This has proven much less successful.
So our default is 3G/core with an actual node having 4G/core available.
This allows some bigger memory jobs and some smaller memory jobs to
make use of the node as there are available cores but not enough memory
for the default case.
Now that is good. It allows higher utilization of nodes, all the while
protecting the memory of each other's processes. But the problem of
fairshare comes about pretty quickly when there are jobs requiring say
half the node's memory. This is mostly serial jobs requesting a single
core. So this leaves about 11 cores with only about 2G/core left.
Worse, when it comes to fairshare calculations it appears that these
jobs are only using a single core when in fact they are using half a
node. You can see where this is causing issues.
Fairshare has a number of other issues as well, which I will send under
a different email.
Now maybe this is just a matter of constant monitoring of user jobs and
proactively going after those users having small memory per core
requirements. We have attempted this in the past and have found that
the first job they run which crashes due to insufficient memory results
in all scripts being increased and so the process is never ending.
Another solution is to simply trust the users and just keep reminding
them about allocations. They are usually a smart bunch and are quite
creative when it comes to getting jobs to run! So maybe I am concerned
over nothing at all and things will just work out.
Bill

--
Ryan Cox
Operations Director
Fulton Supercomputing Lab
Brigham Young University

Blomqvist Janne

2014-07-30 21:29:45 UTC

Permalink

Hi,

if I understand it correctly, this is actually very close to Dominant Resource Fairness (DRF) which I mentioned previously, with the difference that in DRF the charge rates are determined automatically from the available resources (in a partition) rather than being specified explicitly by the administrator. So for an example, say we have a partition with 100 cores and 400 GB memory. Now for a job requesting (10CPU's, 20 GB) the domination calculation proceeds as follows:

1) Calculate the "domination vector" by dividing each element in the request vector (here, CPU & MEM) with the available resources. That is (10/100, 20/400) = (0.1, 0.05).

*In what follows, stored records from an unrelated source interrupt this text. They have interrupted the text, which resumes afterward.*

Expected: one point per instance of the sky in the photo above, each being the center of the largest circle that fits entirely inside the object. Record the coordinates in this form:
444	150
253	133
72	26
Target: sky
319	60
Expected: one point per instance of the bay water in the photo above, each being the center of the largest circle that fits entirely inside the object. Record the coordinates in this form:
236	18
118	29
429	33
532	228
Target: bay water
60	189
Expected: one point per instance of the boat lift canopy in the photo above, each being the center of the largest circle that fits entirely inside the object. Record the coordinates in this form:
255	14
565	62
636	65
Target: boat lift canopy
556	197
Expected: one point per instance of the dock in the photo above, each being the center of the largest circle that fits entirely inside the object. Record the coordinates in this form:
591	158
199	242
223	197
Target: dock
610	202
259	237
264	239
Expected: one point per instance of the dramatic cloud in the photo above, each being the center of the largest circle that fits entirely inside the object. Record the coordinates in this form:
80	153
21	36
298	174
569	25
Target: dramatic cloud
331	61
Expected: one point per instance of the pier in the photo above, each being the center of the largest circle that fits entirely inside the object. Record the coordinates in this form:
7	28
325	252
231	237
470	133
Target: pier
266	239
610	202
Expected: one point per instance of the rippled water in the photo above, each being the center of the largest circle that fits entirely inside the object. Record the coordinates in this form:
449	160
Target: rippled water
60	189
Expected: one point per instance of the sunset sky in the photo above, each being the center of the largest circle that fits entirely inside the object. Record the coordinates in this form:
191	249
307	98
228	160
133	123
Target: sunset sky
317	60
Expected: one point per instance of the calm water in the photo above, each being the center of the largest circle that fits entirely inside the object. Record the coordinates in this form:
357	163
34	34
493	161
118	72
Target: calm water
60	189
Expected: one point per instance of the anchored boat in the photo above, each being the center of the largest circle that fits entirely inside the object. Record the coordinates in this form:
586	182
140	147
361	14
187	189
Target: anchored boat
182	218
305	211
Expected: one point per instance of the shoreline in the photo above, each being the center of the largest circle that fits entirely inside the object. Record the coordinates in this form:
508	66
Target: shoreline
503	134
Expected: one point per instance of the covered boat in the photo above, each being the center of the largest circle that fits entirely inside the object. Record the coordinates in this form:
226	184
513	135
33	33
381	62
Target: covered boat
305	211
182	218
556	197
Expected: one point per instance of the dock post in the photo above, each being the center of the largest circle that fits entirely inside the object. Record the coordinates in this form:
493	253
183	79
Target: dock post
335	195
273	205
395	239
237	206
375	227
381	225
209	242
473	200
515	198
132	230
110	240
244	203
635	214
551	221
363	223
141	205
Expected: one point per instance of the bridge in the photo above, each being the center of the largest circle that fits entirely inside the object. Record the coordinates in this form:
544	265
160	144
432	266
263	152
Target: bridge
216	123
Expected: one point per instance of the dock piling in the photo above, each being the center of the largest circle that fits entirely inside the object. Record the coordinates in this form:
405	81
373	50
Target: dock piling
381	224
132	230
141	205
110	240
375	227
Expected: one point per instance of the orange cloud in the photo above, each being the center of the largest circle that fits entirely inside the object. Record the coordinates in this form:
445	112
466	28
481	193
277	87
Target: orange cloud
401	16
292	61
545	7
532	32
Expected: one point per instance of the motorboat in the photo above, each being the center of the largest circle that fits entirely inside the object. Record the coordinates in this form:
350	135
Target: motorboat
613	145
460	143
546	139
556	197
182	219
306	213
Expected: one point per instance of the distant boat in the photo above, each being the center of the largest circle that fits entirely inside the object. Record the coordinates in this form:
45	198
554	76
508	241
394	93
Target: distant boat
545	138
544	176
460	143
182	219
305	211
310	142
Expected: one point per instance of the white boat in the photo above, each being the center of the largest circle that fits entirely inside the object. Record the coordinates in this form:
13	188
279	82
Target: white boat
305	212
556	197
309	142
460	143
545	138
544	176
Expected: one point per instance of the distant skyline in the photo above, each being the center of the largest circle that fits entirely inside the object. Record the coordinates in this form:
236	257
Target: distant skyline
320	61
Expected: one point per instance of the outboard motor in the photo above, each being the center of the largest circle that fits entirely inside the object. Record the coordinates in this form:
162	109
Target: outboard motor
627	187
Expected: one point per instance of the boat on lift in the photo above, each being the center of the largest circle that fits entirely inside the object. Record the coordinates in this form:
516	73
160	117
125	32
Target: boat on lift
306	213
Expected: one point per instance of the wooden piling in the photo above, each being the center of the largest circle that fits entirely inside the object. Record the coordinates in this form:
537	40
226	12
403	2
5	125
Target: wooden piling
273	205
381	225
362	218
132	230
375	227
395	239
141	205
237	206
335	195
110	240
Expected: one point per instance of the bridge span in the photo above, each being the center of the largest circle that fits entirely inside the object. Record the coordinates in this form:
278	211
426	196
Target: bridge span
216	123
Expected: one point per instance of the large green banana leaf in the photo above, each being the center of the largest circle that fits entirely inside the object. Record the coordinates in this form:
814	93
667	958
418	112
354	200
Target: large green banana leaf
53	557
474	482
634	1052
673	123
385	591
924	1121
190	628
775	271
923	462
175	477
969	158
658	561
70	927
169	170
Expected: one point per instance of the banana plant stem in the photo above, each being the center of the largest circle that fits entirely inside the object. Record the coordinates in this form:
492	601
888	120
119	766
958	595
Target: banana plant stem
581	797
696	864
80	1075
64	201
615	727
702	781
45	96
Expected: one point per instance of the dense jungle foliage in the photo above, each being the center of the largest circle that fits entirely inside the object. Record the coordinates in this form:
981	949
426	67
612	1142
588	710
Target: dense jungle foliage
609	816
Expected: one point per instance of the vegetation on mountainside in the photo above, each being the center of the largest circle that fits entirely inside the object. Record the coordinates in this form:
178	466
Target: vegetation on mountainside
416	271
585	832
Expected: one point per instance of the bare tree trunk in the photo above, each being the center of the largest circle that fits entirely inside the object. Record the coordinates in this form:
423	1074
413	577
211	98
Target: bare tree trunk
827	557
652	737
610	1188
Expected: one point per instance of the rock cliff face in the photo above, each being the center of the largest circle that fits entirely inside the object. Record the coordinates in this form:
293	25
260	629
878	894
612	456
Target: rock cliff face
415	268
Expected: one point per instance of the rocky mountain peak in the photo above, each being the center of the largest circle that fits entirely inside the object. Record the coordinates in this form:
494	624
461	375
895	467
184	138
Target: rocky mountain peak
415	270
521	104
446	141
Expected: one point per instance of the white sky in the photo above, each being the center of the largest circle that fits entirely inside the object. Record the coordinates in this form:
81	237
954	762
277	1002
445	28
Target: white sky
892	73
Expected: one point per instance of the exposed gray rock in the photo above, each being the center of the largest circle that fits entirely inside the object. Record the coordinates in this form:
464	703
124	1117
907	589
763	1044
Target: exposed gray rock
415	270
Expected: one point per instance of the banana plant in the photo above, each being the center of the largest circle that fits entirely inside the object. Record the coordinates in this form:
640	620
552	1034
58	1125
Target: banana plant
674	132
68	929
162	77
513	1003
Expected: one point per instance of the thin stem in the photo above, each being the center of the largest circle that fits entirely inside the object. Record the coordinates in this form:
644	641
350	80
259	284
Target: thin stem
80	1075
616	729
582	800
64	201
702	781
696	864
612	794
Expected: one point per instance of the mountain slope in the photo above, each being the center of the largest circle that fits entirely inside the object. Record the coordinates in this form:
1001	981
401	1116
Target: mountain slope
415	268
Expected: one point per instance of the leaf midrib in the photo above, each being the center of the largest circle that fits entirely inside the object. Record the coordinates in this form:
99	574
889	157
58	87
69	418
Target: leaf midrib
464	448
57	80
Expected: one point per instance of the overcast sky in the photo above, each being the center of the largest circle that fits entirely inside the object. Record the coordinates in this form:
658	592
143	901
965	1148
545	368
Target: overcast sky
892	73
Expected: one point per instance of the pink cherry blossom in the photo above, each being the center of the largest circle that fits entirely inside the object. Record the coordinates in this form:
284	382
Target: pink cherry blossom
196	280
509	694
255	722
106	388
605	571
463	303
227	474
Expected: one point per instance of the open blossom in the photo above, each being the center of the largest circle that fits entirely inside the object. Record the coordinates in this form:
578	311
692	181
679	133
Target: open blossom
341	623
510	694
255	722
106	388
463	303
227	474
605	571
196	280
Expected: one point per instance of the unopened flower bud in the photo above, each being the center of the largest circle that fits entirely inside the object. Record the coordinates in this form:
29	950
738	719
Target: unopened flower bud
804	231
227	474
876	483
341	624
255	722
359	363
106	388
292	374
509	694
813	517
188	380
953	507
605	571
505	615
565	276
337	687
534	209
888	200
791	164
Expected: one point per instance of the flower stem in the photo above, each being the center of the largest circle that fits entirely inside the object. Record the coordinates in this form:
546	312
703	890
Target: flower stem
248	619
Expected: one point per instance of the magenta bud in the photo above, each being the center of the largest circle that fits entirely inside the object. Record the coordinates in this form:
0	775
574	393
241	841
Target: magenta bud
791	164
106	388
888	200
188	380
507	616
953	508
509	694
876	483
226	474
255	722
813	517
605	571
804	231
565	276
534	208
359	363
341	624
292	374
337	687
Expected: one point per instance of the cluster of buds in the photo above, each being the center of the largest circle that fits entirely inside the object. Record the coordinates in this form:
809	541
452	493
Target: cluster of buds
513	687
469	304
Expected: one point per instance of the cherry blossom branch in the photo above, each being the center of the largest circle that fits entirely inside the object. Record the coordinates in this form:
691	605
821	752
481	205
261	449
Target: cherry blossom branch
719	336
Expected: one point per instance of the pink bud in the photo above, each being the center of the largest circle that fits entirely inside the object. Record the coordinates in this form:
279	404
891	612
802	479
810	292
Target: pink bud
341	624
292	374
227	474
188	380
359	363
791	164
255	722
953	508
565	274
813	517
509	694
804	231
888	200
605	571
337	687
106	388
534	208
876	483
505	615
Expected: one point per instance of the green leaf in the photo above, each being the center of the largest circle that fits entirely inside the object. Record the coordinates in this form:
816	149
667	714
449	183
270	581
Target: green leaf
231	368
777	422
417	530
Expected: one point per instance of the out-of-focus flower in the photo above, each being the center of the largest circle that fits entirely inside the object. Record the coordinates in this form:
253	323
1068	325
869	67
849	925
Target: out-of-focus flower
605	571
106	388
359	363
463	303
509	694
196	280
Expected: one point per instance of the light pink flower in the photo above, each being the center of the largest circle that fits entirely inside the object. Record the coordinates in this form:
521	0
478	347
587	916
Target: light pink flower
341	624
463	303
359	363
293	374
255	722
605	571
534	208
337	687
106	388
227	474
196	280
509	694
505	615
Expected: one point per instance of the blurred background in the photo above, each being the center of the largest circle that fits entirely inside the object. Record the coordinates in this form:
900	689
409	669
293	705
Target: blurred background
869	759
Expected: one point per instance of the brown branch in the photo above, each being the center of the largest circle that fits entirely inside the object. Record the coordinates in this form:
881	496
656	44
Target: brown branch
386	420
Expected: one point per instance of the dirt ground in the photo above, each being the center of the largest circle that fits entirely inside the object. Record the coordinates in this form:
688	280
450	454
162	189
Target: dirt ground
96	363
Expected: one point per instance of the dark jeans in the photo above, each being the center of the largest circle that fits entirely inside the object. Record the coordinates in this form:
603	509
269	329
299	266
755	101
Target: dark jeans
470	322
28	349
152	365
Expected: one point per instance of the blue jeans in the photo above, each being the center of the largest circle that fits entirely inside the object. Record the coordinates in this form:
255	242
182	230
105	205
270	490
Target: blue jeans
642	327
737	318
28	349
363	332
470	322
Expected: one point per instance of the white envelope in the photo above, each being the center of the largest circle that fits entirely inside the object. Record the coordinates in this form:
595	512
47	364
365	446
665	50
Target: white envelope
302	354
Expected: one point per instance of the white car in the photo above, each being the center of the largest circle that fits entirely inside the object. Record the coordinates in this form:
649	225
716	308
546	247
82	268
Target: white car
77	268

2) The MAX element in the domination vector is chosen (it "dominates" the others, hence the name of the algorithm) as the one to use in fairshare calculations, accounting etc. In this case, the CPU element (0.1).

Now for another job request, (1CPU, 20 GB) the domination vector is (0.01, 0.05) and the MAX element is the memory element (0.05), so in this case the memory part of the request dominates.

In your patch you have used "cpu-sec equivalents" rather than "dominant share secs", but that's just a difference of a scaling factor. From a backwards compatibility and user education point of view cpu-sec equivalents seem like a better choice to me, actually.

So while you patch is more flexible than DRF in that it allows arbitrary charge rates to be specified, I'm not sure it makes sense to specify rates different from the DRF ones? Or if one does specify different rates, it might end up breaking some of the fairness properties that are described in the DRF paper and opens up the algorithm for gaming?

--
Janne Blomqvist

________________________________________
From: Ryan Cox [ryan_cox-8Bzd4dk9+***@public.gmane.org]
Sent: Tuesday, July 29, 2014 18:47
To: slurm-dev
Subject: [slurm-dev] RE: fairshare - memory resource allocation

I'm interested in hearing opinions on this, if any. Basically, I think
there is an easy solution to the problem of a user using few CPUs but a
lot of memory and that not being reflected well in the CPU-centric usage
stats.

Below is my proposal. There are likely some other good approaches out
there too (Don and Janne presented some) so feel free to tell me that
you don't like this idea :)

Short version

I propose that the Raw Usage be modified to *optionally* be ("CPU
equivalents" * time) instead of just (CPUs * time). The "CPU
equivalent" would be a MAX() of CPUs, memory, nodes, GPUs, energy over
that time period, or whatever multiplied by a corresponding charge rate
that an admin can configure on a per partition basis.

I wrote a simple proof of concept patch to demonstrate this (see "Proof
of Concept" below for details).

Longer version

The CPU equivalent would be used in place of total_cpus for calculating
usage_raw. I propose that the default charge rate be 1.0 for each CPU
in a job and 0.0 for everything else. This is the current behavior so
there are no behavior changes if you choose not to define a different
charge rate. The reason I think this should be done on a partition
basis is because different partitions may have nodes with different
memory/core ratios, etc. so one partition may have 2 GB/core and another
may have 8 GB/core nodes and you may want to charge differently on each.

If you define the charge rate for each CPU to be 1.0 and the charge rate
per GB of memory to be 0.5, that is saying that 2 GB of memory will be
equivalent to the charge rate for 1 CPU. 4 GB of memory would be
equivalent to 2 CPUs (4 GB * 0.5/GB). Since it is a MAX() of all the
available (resource * charge_rate) combinations, the largest value is
chosen. If a user uses 1 CPU and 1 TB of RAM out of a 1 TB node, the
user gets charged for using all the RAM. If a user uses 16 CPUs and 1
MB, the user gets charged for 16 CPUs.

Downsides

The problem that is not completely solved is if a user uses 1 CPU but
3/4 of the memory on a node. Then they only get billed for 3/4 of the
node but might make it unusable for others who need a whole or half
node. I'm not sure of a great way to solve that besides modifying the
request in a job submit plugin or requiring exclusive node access.

One other complication is for resources that include a counter rather
than a static allocation value, such as network bandwidth or energy.
This is a problem because the current approach is to immediately begin
decaying the cputime (aka usage) as it accumulates. This means you
would have to keep a delta value for each resource with a counter,
meaning you track that 5 GB have been transmitted since the last decay
thread iteration then only add that 5 GB. This could get messy when
comparing MAX(total_cpus * charge_per_cpu, total_bw * charge_bw_per_gb)
each iteration since the bandwidth may never reach a high enough value
to matter between iterations but might when considered as an entire job.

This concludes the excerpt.